- - Provide FQDN of system.
- - If other than a hard drive issue, please depool the machine (and confirm that it’s been depooled) for us to work on it. If not, please provide time frame for us to take the machine down.
- - Put system into a failed state in Netbox.
- - Provide urgency of request, along with justification (redundancy, dependencies, etc)
System is fully down at the moment. Redundant partner server is now working. Will try to bring up server via iDRAC. This is a highly active wikireplicas database server and the service is in a degraded state. Medium urgency I guess.
- - Describe issue and/or attach hardware failure log. (Refer to https://wikitech.wikimedia.org/wiki/Dc-operations/Hardware_Troubleshooting_Runbook if you need help)
The only logs that really work are on web console.
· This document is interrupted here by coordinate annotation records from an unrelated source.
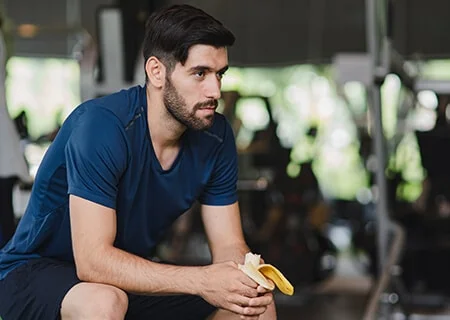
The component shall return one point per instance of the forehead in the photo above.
(205, 55)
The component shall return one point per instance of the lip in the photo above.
(208, 109)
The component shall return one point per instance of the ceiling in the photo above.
(268, 32)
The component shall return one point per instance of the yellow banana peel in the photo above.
(266, 275)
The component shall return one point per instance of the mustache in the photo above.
(210, 103)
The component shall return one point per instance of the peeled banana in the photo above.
(265, 275)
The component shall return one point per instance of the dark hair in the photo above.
(171, 32)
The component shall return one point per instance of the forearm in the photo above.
(232, 252)
(134, 274)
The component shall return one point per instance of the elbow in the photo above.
(87, 267)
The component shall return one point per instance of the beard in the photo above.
(177, 107)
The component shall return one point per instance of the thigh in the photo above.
(173, 307)
(35, 290)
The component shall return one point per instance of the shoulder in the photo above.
(123, 106)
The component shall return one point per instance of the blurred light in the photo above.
(325, 107)
(253, 113)
(297, 95)
(320, 86)
(364, 196)
(340, 138)
(424, 119)
(427, 99)
(340, 236)
(27, 30)
(232, 80)
(392, 82)
(293, 170)
(267, 88)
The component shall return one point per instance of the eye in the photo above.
(200, 74)
(220, 75)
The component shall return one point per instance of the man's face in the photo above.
(192, 91)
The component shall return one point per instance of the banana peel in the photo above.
(266, 275)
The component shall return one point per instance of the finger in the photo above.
(262, 290)
(246, 311)
(248, 281)
(254, 311)
(261, 301)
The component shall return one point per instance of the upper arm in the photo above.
(93, 227)
(96, 157)
(223, 228)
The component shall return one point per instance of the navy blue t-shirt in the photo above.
(103, 153)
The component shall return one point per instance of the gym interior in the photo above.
(340, 111)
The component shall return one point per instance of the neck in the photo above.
(164, 130)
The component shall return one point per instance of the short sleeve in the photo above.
(221, 188)
(96, 157)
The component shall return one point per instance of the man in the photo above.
(120, 171)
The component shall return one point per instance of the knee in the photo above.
(111, 304)
(94, 301)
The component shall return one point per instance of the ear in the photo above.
(156, 72)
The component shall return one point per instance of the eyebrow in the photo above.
(206, 68)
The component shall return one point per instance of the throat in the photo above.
(167, 156)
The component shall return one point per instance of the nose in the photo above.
(212, 88)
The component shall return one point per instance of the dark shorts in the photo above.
(35, 291)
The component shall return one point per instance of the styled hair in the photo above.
(171, 32)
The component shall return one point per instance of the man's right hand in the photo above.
(225, 286)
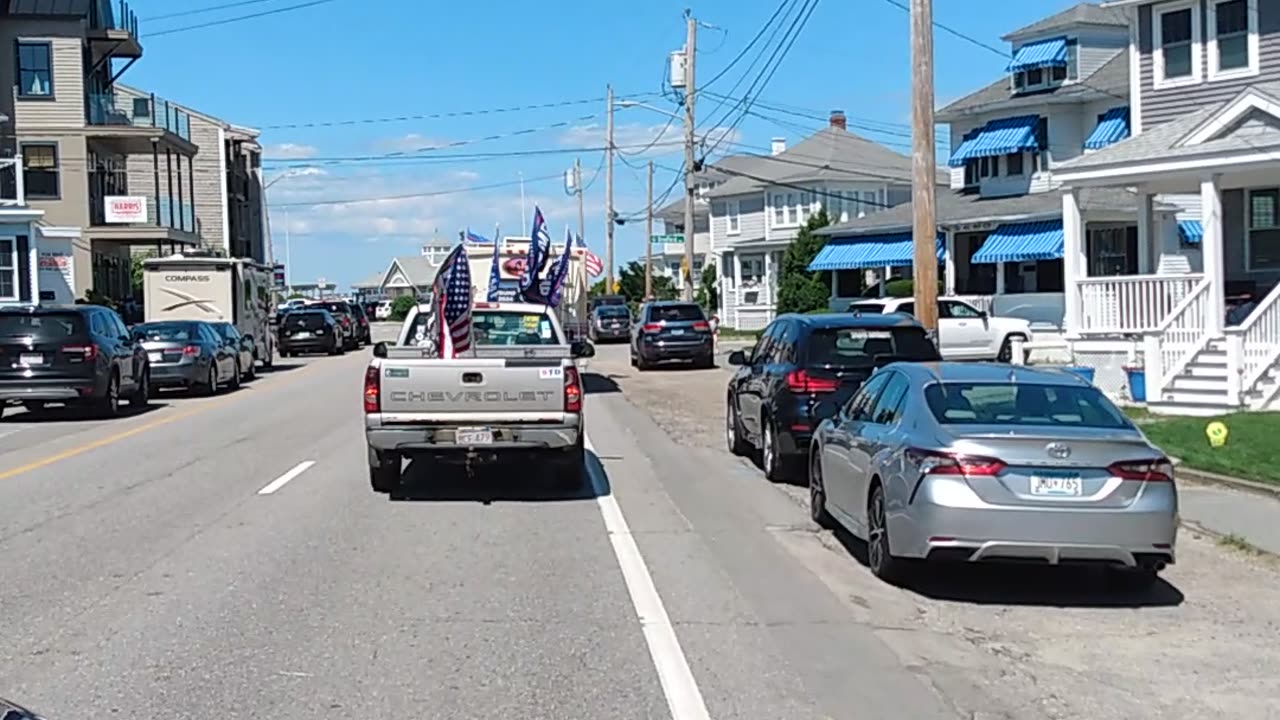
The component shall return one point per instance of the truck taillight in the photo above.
(373, 390)
(572, 391)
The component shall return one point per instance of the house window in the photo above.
(8, 269)
(1015, 163)
(35, 69)
(1233, 48)
(40, 171)
(1176, 40)
(1264, 237)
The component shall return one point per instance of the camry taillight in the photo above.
(373, 390)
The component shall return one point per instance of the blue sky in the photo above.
(375, 59)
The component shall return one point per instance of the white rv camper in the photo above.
(213, 290)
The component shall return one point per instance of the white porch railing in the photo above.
(1132, 304)
(10, 182)
(1175, 341)
(1256, 343)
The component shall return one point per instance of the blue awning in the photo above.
(1191, 232)
(999, 137)
(868, 251)
(1022, 242)
(1040, 54)
(1112, 127)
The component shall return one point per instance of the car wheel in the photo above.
(880, 555)
(818, 495)
(385, 477)
(109, 406)
(734, 431)
(141, 393)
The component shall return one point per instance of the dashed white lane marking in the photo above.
(679, 686)
(284, 479)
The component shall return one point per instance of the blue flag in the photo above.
(539, 245)
(561, 270)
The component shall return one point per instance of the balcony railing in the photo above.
(110, 109)
(10, 182)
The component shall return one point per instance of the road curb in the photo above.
(1205, 478)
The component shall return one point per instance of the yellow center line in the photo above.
(144, 428)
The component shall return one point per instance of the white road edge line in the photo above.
(283, 479)
(679, 686)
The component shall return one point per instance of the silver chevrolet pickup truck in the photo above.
(516, 395)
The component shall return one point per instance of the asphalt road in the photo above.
(224, 557)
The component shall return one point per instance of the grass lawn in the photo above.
(1248, 451)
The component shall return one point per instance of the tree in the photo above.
(800, 290)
LC logs from the web console show:
2021-09-28 16:35:13 CPU0001 CPU 1 has a thermal trip (over-temperature) event.
Log Sequence Number:
The processor temperature increased beyond the operational range. Thermal protection shut down the processor. Factors external to the processor may have induced this exception.
Review logs for fan failures, replace failed fans. If no fan failures are detected, check inlet temperature (if available) and reinstall processor heatsink.
- - Assign correct project tag and appropriate owner (based on above). Also, please ensure the service owners of the host(s) are added as subscribers to provide any additional input.